A number of very high-profile budget policies led directly to this conclusion. Start with the administration insisting on using the surplus for cutting taxes without ever determining whether a dollar of tax cuts would be better for the economy than a dollar of debt reduction. Move directly to tax cuts that were based on projected surpluses that never materialized (and were very likely overstated to begin with) and a very clear unwillingness to reconsider the tax changes when the actual budget results proved to be the opposite of what was projected. Continue to hundreds of billions of dollars in military and reconstruction activities in Iraq and Afghanistan that were never paid for with either spending cuts or revenue increases. Then add an expensive new Medicare prescription drug program and other entitlement efforts for highways and agriculture. As seasoning for this budget witches’ brew, add more earmarks than were proposed, supported and approved by any one president since George Washington.
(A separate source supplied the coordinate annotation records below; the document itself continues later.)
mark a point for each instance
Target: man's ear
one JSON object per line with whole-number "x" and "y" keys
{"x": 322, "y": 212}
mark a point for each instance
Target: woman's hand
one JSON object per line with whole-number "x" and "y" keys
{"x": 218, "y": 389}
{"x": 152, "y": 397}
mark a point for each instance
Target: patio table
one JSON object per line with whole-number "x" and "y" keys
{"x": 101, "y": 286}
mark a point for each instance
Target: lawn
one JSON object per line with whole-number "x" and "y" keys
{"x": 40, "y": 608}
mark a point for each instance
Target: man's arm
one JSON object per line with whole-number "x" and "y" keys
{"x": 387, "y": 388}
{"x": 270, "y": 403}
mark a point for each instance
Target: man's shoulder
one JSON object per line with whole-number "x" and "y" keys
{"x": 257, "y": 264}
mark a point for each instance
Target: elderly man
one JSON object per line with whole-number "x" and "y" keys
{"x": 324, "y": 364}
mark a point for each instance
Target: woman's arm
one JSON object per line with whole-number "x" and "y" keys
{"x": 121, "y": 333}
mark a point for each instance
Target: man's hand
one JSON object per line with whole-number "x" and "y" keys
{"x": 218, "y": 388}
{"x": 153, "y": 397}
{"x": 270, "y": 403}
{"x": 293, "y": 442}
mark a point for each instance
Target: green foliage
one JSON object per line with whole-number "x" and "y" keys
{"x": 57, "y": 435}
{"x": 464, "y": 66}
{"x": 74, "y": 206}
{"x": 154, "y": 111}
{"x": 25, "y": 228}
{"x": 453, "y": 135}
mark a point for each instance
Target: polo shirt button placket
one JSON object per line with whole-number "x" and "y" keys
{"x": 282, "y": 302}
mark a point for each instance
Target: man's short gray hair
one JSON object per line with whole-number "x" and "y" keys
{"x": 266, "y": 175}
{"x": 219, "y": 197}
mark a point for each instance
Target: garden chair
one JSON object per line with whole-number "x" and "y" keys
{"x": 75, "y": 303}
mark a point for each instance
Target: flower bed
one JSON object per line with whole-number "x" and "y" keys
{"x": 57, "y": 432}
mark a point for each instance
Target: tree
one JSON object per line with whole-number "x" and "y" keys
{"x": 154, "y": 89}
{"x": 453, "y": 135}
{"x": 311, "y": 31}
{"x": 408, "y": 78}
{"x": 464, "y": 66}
Regardless of how you feel about the value and importance of any of these individual items, the Bush administration handled each one as if its budget impact was of no concern.

The Bush legacy also includes what might best be described as a “cone of silence” when it came to the budget. The administration had less to say about the budget and worked harder to avoid saying it than any other in memory. Bush’s directors of the Office of Management and Budget made relatively few public statements and his budget contained far less information than those from previous years, unless you think multicolored pictures printed on glossy paper are informative.

Bush even largely dispensed with what up until then had been a standard practice by previous administrations of making budget officials available to the Sunday talk shows the week before and after the proposal was sent to Congress. Not talking about the budget meant that others didn’t get the chance to do so either. And therefore, in spite of the decisions being made, there was no apparent controversy and, therefore, no issue.

Based on all of this, Bush’s federal budget legacy will likely be summarized in two ways. First, he left a budget situation for the next president that was far worse than the one he was given. Second, the current budget debate and the long-term outlook were made much worse because of what Bush did and didn’t do. We’ll all be dealing with this for quite some time.

Stan Collender is managing director at Qorvis Communications and author of “The Guide to the Federal Budget.” His blog is Capital Gains and Games.